Brain Amyloid Levels Mirror Dementia Severity in Alzheimer’s Disease
Brain Amyloid Levels Mirror Dementia Severity in Alzheimer’s Disease
abstract & commentary
Source: Naslund J, et al. Correlation between elevated levels of amyloid beta-peptide in the brain and cognitive decline. JAMA 2000;283:1571-1577.
A plethora of evidence from genetic, biochemical, and physiologic studies suggests that amyloid beta protein (a b accumulation is among the earliest steps in a cascade of events that leads to the pathogenesis of Alzheimer’s disease [AD]). Nevertheless, several past investigations have failed to find a correlation between amyloid burden in the brain and the severity of dementia in AD. Instead, neurofibrillary tangles and neuronal/synaptic loss have been found to correlate more closely with the degree of cognitive impairment. This issue is potentially important to future treatment strategies. If amyloid accumulation is relevant only to the preclinical stages of the illness, anti-amyloid therapy is less likely to be valuable in treating patients already suffering from dementia. Naslund and colleagues, however, provide evidence that brain amyloid levels are already elevated prior to the clinical onset of AD and continue to rise in direct correlation with the severity of dementia.
This study examined the autopsied brains of 79 nursing home residents whose cognitive and behavioral status was evaluated during the last six months of life using the Clinical Dementia Rating (CDR) scale. The cohort included 16 cognitively normal individuals (CDR = 0), 11 with questionable dementia (CDR = 0.5) and comparable numbers of cases with mild (CDR = 1), moderate (CDR = 2), and severe dementia (CDR = 4 or 5). All subjects with dementia had definite AD by formal neuropathological criteria. The levels of Ab peptides ending at the 40th or 42nd amino acid position were assayed using a sensitive ELISA technique in tissue homogenates derived from five cortical regions. Immunostaining for the tau protein in frontal cortex was also performed, and the correlation between tau pathology and amyloid burden was examined as a function of CDR stage.

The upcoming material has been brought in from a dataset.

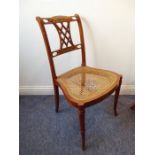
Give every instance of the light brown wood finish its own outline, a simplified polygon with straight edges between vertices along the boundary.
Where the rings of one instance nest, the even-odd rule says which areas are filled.
[[[104,98],[108,97],[110,94],[112,94],[115,91],[115,99],[114,99],[114,114],[115,116],[117,115],[117,103],[118,103],[118,96],[119,96],[119,91],[121,87],[121,82],[122,82],[122,76],[120,74],[110,72],[110,71],[105,71],[105,70],[98,70],[95,68],[90,68],[86,66],[86,55],[85,55],[85,43],[84,43],[84,34],[83,34],[83,28],[82,28],[82,23],[79,15],[75,14],[74,16],[54,16],[51,18],[41,18],[41,17],[36,17],[36,20],[38,21],[38,24],[40,26],[46,51],[47,51],[47,56],[50,64],[50,69],[51,69],[51,74],[52,74],[52,79],[53,79],[53,85],[54,85],[54,93],[55,93],[55,110],[58,112],[59,110],[59,89],[60,87],[64,93],[65,98],[67,101],[74,107],[78,109],[79,113],[79,121],[80,121],[80,132],[81,132],[81,139],[82,139],[82,150],[85,149],[85,108],[90,107],[91,105],[97,104],[100,101],[102,101]],[[67,25],[64,25],[64,22],[67,23]],[[74,44],[72,41],[71,37],[71,30],[70,30],[70,23],[71,22],[77,22],[78,28],[79,28],[79,35],[80,35],[80,43],[79,44]],[[60,39],[60,48],[56,51],[51,51],[51,47],[49,44],[47,32],[45,29],[46,24],[53,24],[58,32],[59,39]],[[62,29],[65,30],[65,32],[62,31]],[[55,71],[55,66],[54,66],[54,61],[53,58],[57,57],[59,55],[65,54],[67,52],[73,52],[76,51],[77,49],[81,49],[81,55],[82,55],[82,63],[81,63],[81,68],[75,68],[73,71],[70,70],[64,75],[57,76],[56,71]],[[84,70],[84,71],[83,71]],[[80,82],[80,94],[81,96],[84,93],[88,93],[88,100],[87,96],[84,99],[77,98],[77,94],[72,94],[71,91],[69,91],[69,86],[65,84],[65,76],[69,75],[70,73],[78,77],[79,71],[82,71],[80,80],[77,81],[77,86],[78,83]],[[101,77],[103,76],[103,77]],[[109,80],[108,80],[109,76]],[[114,78],[115,80],[111,80],[112,77],[116,76]],[[71,77],[72,78],[72,77]],[[88,79],[90,78],[90,79]],[[96,78],[96,79],[95,79]],[[102,89],[99,91],[99,93],[94,96],[93,98],[90,98],[91,91],[94,91],[94,79],[95,80],[107,80],[109,82],[113,82],[112,84],[109,83],[107,85],[107,89],[103,90]],[[69,81],[69,78],[67,79]],[[76,81],[73,81],[71,85],[75,84]],[[89,85],[90,83],[90,86]],[[105,83],[106,84],[106,83]],[[72,87],[71,87],[72,88]],[[97,87],[95,86],[96,91]],[[76,91],[76,89],[75,89]],[[85,92],[84,92],[85,91]],[[90,92],[89,92],[90,91]]]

Levels of both the 40 and 42 species of Ab were found to be elevated at early stages of dementia in the five brain areas examined. Ab peptide levels increased with progression to higher CDR stages, indicating that the intracerebral amyloid burden increases with progression of cognitive decline. In frontal cortex, increased Ab levels preceded the appearance of abnormal tau staining in neurons, consistent with amyloid accumulation being one of the initial events in development and subsequent propagation of AD neuropathology throughout the brain.
Commentary
Several past studies that failed to find a correlation between regional amyloid plaque density and the severity of AD-related dementia used conventional histologic immunohistochemical techniques. The Naslund study used well-characterized, highly specific antibodies against the major Ab species, and assayed both soluble and fibrillar forms of Ab in multiple brain regions. Another advantage to the current investigation was the availability of brain tissue from a sizable number of early-stage dementia patients and mildly impaired individuals considered at increased risk for AD. Shortcomings include the absence of immunohistochemical studies of the amyloid pathology (i.e., stereologic plaque counts) and the correlative nature of the analyses performed. Nevertheless, the study provides strong additional evidence in favor of the amyloid hypothesis and suggests that Ab is important to the progression of AD as well as its initiation. Work is ongoing to develop and test anti-amyloid therapies for AD. The demonstration that levels of Ab in the brain are elevated in preclinical stages of dementia and continue to rise in association with disease progression provides an important rationale for vigorously pursuing this promising line of therapy. —nrr
Amyloid levels in the brain:
a. rise before the onset of Alzheimer’s, then plateau thereafter.
b. do not rise until late in Alzheimer’s disease.
c. are normal at the onset of Alzheimer’s, then decline.
d. rise before the onset and throughout the course of AD.